Geschichte als Tragödie - und als Farce
Sehr genau schaute Marx hin, als sich Staatspräsident Charles Louis Napoléon Bonaparte 1851 zum Kaiser der Franzosen ausrief, seinem Vorbild Kaiser Napoléon nacheifernd. "Hegel bemerkt irgendwo, dass alle großen weltgeschichtlichen Tatsachen und Personen sich sozusagen zweimal ereignen", kommentierte Marx. "Er hat vergessen hinzuzufügen: das eine Mal als Tragödie, das andere Mal als Farce."
"Ich bin kein Marxist"
Im Namen von Marx kämpften sich totalitäre Regime in vielen Teilen der Welt an die Macht. Mit Gewalt setzten sie jene politische Lehre um, die sie in seinen Werken zu erkennen meinten. Marx selbst schien das Unheil frühzeitig zu ahnen. "Alles was ich weiß: Ich bin kein Marxist", soll er gesagt haben. Das Zitat lässt sich zwar nicht belegen - ehrt aber die auch liberalen Züge seines Werkes.
"Roter" Osten
Der Osten ist "rot" - auch in Afrika. So feiert man Marx und Engels in Äthiopien. Zusammen mit Lenin galten sie als Garanten der großen Zukunft, die das Land sich erkämpfen werde. Im Namen dieser Zukunft wurde Marx' Werk zur unfehlbaren Lehre erklärt. Diese Lehre hatten die Massen zu bejubeln - wie hier 1987 in Addis Abeba, während der Feier zum 13. Jahrestag der Machtergreifung Haile Mengistus.
Nichts wie weg
Bis 1989 stand Marx' Philosophie in Diensten der totalitären Regime im Osten Europas. Dann ging ihnen finanziell die Puste aus. Ganz überraschend brachen die sozialistischen Staaten zusammen. Als erstes öffnete Ungarn seine Grenze Richtung Westen. Und die dort sich bereits aufhaltenden Bürger der DDR wollten nur eines: nichts wie weg. Von 1989 an wurde es zunächst einmal still um Marx.
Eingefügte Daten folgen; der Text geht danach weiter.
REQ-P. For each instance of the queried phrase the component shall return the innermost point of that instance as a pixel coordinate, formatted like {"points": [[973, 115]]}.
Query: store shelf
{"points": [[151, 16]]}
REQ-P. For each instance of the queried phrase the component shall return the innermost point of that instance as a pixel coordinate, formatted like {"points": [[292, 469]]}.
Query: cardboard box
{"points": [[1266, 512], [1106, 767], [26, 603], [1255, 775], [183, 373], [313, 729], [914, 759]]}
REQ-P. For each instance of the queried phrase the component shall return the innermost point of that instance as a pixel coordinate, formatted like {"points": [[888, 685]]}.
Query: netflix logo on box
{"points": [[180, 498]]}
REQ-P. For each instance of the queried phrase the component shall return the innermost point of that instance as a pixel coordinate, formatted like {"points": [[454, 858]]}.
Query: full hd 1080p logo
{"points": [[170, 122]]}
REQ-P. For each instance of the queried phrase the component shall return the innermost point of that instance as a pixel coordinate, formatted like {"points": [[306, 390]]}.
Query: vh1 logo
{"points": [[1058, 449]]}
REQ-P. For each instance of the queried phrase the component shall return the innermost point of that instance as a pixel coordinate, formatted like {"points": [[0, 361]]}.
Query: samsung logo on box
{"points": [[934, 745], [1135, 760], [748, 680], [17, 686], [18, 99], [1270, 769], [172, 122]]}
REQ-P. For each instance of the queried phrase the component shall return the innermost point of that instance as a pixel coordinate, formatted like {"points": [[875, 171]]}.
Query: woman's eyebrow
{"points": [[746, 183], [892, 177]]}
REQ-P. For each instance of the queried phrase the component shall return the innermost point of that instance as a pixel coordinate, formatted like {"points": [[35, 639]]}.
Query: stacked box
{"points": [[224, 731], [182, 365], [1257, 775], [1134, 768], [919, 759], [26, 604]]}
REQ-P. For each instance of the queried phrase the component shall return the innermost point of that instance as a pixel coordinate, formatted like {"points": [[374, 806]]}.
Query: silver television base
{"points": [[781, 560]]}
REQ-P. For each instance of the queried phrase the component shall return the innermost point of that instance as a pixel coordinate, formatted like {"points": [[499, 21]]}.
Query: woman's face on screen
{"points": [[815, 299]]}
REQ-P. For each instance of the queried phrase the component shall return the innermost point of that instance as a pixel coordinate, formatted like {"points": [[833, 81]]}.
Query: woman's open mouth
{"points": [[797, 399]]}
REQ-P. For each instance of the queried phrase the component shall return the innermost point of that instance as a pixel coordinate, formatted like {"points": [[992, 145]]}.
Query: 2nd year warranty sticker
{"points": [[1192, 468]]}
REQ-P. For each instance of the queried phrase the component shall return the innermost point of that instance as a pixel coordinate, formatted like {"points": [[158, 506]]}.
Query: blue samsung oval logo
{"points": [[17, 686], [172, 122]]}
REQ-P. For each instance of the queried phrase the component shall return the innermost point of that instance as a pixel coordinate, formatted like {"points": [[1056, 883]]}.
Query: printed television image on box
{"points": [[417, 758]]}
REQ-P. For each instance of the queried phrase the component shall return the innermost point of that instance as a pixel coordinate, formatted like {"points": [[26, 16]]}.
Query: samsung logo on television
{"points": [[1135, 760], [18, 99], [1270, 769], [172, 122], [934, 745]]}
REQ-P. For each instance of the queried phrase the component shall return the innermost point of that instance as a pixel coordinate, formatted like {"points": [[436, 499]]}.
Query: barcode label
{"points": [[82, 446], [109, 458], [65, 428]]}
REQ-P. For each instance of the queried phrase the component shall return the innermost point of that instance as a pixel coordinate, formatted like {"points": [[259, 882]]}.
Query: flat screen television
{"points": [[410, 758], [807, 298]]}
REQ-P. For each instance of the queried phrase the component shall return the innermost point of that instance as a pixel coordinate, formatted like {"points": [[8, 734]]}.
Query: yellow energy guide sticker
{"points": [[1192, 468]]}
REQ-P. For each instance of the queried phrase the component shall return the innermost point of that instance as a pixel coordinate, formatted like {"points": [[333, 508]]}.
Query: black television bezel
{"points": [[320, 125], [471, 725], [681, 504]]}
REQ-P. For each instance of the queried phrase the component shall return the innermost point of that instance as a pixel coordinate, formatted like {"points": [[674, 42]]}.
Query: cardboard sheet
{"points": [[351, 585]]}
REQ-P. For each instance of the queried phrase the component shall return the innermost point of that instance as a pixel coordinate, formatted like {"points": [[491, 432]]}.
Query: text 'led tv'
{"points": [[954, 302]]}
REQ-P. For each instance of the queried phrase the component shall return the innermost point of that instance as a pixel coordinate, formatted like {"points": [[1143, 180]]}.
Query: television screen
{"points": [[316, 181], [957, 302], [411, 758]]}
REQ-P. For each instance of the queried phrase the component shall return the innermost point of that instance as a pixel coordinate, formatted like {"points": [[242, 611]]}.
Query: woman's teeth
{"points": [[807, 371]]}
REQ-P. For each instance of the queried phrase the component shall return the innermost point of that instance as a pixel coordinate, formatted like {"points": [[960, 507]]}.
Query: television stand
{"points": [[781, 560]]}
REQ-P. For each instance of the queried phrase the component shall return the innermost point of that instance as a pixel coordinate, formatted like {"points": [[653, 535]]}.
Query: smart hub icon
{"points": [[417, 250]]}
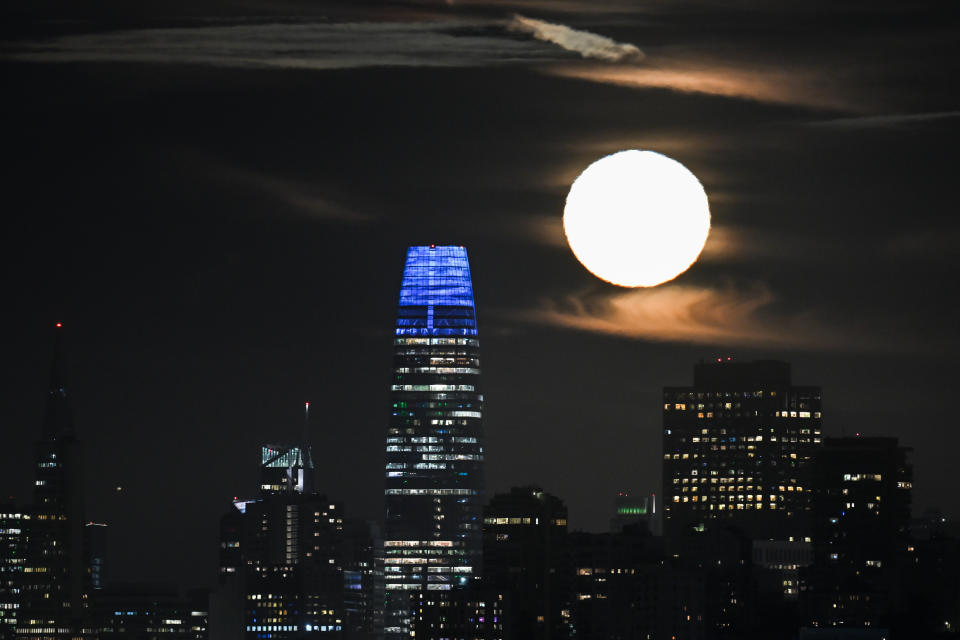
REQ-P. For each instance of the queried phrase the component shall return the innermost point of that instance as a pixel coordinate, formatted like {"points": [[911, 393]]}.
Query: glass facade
{"points": [[434, 450], [737, 448]]}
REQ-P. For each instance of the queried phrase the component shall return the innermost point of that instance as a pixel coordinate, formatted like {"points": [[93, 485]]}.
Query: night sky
{"points": [[216, 200]]}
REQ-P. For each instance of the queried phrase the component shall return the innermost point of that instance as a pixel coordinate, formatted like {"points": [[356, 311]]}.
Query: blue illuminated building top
{"points": [[436, 295]]}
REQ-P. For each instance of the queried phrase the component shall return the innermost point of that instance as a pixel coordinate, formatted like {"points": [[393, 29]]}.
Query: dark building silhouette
{"points": [[525, 562], [736, 450], [54, 582], [95, 534], [434, 452], [289, 567], [13, 521], [147, 612], [624, 588], [634, 509], [459, 614], [862, 492]]}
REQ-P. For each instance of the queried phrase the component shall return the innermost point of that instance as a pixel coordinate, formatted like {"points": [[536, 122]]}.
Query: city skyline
{"points": [[216, 238]]}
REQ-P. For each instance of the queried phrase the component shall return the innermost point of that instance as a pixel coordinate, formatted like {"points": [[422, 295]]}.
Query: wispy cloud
{"points": [[890, 120], [297, 46], [587, 44], [688, 313], [300, 198], [781, 86]]}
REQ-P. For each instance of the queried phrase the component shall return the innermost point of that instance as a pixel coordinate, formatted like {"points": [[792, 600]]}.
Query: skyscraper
{"points": [[55, 575], [736, 450], [434, 453], [287, 567]]}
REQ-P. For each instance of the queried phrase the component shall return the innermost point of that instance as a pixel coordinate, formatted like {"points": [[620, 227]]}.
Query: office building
{"points": [[55, 580], [525, 558], [862, 495], [13, 521], [737, 447], [287, 565], [632, 509], [135, 611], [434, 452], [624, 588]]}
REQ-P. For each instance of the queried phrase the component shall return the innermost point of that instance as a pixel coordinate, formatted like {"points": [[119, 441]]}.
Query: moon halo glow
{"points": [[636, 218]]}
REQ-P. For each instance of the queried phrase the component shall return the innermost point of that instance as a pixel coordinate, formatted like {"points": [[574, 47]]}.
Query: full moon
{"points": [[636, 218]]}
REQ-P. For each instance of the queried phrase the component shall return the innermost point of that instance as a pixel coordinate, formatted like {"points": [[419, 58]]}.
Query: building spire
{"points": [[58, 419]]}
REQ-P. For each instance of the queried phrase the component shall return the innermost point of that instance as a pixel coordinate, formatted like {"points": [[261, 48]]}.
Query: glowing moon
{"points": [[636, 218]]}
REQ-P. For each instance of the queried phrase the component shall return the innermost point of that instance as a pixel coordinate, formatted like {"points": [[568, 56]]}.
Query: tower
{"points": [[55, 575], [737, 447], [434, 453]]}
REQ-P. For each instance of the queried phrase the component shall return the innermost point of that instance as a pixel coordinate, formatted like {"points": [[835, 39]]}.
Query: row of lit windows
{"points": [[417, 543], [430, 492], [470, 342], [857, 477], [438, 370], [433, 387]]}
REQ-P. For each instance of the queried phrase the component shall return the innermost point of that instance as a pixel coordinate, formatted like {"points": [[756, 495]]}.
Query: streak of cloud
{"points": [[778, 86], [310, 200], [689, 314], [891, 120], [587, 44], [317, 46]]}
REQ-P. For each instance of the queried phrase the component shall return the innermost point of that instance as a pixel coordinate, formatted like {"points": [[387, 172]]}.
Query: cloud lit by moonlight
{"points": [[636, 218]]}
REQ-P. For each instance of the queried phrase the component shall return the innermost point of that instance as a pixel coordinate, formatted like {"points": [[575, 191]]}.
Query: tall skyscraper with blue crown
{"points": [[434, 461]]}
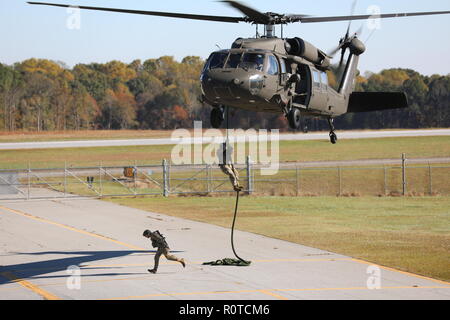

Das unvollendbare Projekt der Revolution
Einige Jahre nach dem Zusammenbruch des Kommunismus taucht Marx wieder auf - hier als Graffiti-Figur in Berlin. "Ich habe euch erklärt, wie ihr die Welt verändern könnt", steht auf seinem T-Shirt. Er selbst, längst im Rentenalter, muss Flaschen sammeln, um zu überleben. Die Revolution, könnte man meinen, ist ein unendliches Projekt. Vor allem aber muss sie erst einmal losgehen.
Der Übermensch
Über vier Meter ragt sie in die Höhe, die Marx-Statue aus der Hand des chinesischen Künstlers Wu Weishan. "Seine langen Haare und sein langer Mantel verkörpern seine Weisheit", umriss Weishan seinen Blick auf den Philosophen. In Trier hatte man lange gezögert, die Statue aus China anzunehmen. Denn dort steht es um die Menschenrechte schlecht. Ob Marx das so im Sinn hatte?
Letzter Aufruf
Marx starb 1883, im Alter von 64 Jahren, in London. Seitdem liegt er auf dem dortigen Highgate Cemetery. "Proletarier aller Länder, vereinigt euch": Diesen vielleicht bekanntesten Aufruf des Philosophen hat der Bildhauer Laurence Bradshaw in dessen Grabstein gemeißelt. Der Worte sind viele gewechselt. Ob auch Taten folgen? Und wenn ja: Wären es die richtigen?